Loathsome are the thoughts that desperately fled through and sped right past my mind as I began to dwell over the intentions I had to wear a fur coat. And no, I do not mean those silky soft, but most times rigid and ready-to-shock-the-living-out-of-you, faux fur coats I have been eager to buy every time I pass through Bloomingdale’s. As I stepped into my mother’s walk-in closet last Friday night I could feel the hypothermic air whispering in my ear all the happiness; the joy; and all the basic bitchness this warm furry— once very much alive— creature would bring me. All I needed to do was glide those chunky little arms through those two embracing holes and let that warm fitted vest entwine and snuggle the hell out of my upper bod.
I once watched a graphic and oh so bloody short film of how animals were slaughtered. I stopped eating meat for 3 years until I found out my grandmother was sneaking in minuscule pieces of meat into my food while I was living with her. A little later in life I realized how much happiness and deliciousness I was refraining my body from.
When I was just a chubby cheeked girl looking to find some treasure, my older sister and I spotted a chest full of moth balls, scarves, boxes full of silky cinderella gloves, and piles and piles of gigantic fur coats. I pathetically asked my grandmother what they were and she said, “something I’ll get once I’m older” as my sister whispered in my ear, and I quote, “she murdered all the bunnies in the world and skinned them herself!”…And I almost forgot to mention the night before I was told my bunny had “gone on vacation”.
I said, “HELL TO THE FUCK NO”. But you know, without all the sass and with waterfalls of tears running down my face as I ran away in fear.
You could say I was mentally prepared to frown upon all those fur wearers and the fur enthusiasts for a few years now. This of course would include my mother, Muti (my grandmother), and especially that satanic sister of mine.

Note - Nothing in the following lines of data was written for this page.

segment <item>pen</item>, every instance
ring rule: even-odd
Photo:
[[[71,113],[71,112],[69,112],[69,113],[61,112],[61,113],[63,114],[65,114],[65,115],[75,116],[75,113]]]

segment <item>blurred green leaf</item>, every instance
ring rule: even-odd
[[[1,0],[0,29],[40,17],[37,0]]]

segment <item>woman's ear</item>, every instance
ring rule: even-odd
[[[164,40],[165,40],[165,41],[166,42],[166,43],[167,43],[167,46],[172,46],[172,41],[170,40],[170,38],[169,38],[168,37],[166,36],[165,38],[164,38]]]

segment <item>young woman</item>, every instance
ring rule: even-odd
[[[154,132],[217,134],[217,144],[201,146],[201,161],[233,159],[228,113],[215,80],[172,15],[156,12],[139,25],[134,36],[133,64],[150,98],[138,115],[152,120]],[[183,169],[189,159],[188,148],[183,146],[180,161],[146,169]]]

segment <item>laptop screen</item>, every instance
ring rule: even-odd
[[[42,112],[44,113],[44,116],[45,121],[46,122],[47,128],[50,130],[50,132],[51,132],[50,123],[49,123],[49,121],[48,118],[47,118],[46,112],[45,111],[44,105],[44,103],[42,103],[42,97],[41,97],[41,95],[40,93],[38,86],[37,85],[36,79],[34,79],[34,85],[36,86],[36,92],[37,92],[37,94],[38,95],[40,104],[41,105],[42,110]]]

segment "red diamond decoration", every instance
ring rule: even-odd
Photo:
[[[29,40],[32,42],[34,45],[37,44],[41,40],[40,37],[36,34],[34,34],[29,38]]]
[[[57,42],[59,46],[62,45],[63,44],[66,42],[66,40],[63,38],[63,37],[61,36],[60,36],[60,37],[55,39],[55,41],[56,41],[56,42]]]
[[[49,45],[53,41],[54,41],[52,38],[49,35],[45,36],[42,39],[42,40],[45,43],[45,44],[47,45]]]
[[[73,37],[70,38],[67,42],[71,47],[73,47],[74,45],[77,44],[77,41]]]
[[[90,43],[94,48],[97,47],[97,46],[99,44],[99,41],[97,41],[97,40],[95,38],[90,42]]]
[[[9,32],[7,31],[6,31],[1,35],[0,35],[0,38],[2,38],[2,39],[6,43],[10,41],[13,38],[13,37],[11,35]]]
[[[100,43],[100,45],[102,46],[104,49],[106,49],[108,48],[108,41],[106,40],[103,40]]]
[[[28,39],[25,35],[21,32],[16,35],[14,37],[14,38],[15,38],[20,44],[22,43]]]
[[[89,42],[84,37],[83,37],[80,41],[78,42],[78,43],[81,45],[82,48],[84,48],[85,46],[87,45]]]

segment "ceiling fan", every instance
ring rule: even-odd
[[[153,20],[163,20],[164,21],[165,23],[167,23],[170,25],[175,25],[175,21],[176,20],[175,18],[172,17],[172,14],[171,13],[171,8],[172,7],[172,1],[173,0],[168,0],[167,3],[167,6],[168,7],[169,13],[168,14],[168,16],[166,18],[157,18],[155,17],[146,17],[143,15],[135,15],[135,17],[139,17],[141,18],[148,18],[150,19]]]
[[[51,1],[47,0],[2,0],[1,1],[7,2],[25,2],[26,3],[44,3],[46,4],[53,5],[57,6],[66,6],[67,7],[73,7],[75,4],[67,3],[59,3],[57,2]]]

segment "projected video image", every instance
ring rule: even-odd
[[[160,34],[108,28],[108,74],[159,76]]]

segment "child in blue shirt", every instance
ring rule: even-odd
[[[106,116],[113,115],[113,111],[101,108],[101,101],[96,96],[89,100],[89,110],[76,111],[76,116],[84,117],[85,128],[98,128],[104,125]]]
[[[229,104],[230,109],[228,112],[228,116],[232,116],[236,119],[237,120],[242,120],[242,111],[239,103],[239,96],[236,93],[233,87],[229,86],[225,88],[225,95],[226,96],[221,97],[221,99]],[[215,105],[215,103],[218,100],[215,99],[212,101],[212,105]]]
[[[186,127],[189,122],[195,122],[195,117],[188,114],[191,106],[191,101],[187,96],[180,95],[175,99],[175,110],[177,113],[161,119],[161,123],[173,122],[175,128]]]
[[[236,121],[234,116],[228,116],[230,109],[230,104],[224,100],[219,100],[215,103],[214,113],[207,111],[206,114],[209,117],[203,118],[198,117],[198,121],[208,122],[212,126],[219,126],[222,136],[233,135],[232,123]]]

As the night got darker and the weather fell way below the 50s (which is approximately the degree that determines whether Florida officially turns into Antarctica or not) all I could think of was Phoebe, yes Phoebe Buffey. She is an animal lover and a vegetarian but even she makes mistakes. She fell in love with a fur coat. Even if it was for only one 30-minute episode; I bet she warm and in love and the happiest woman alive.
So I pulled and Phoebe and yeah, I wore it; I wore the hell of that basic bitchin’ vest. And yes, it made me feel totally basic and bitchin’ as fuck but I don’t think I’ll do it again.
Not because I feel too much guilt for fur but mostly because I refuse to fall into the peer pressure of the three most evil, yet wholehearted women in my life.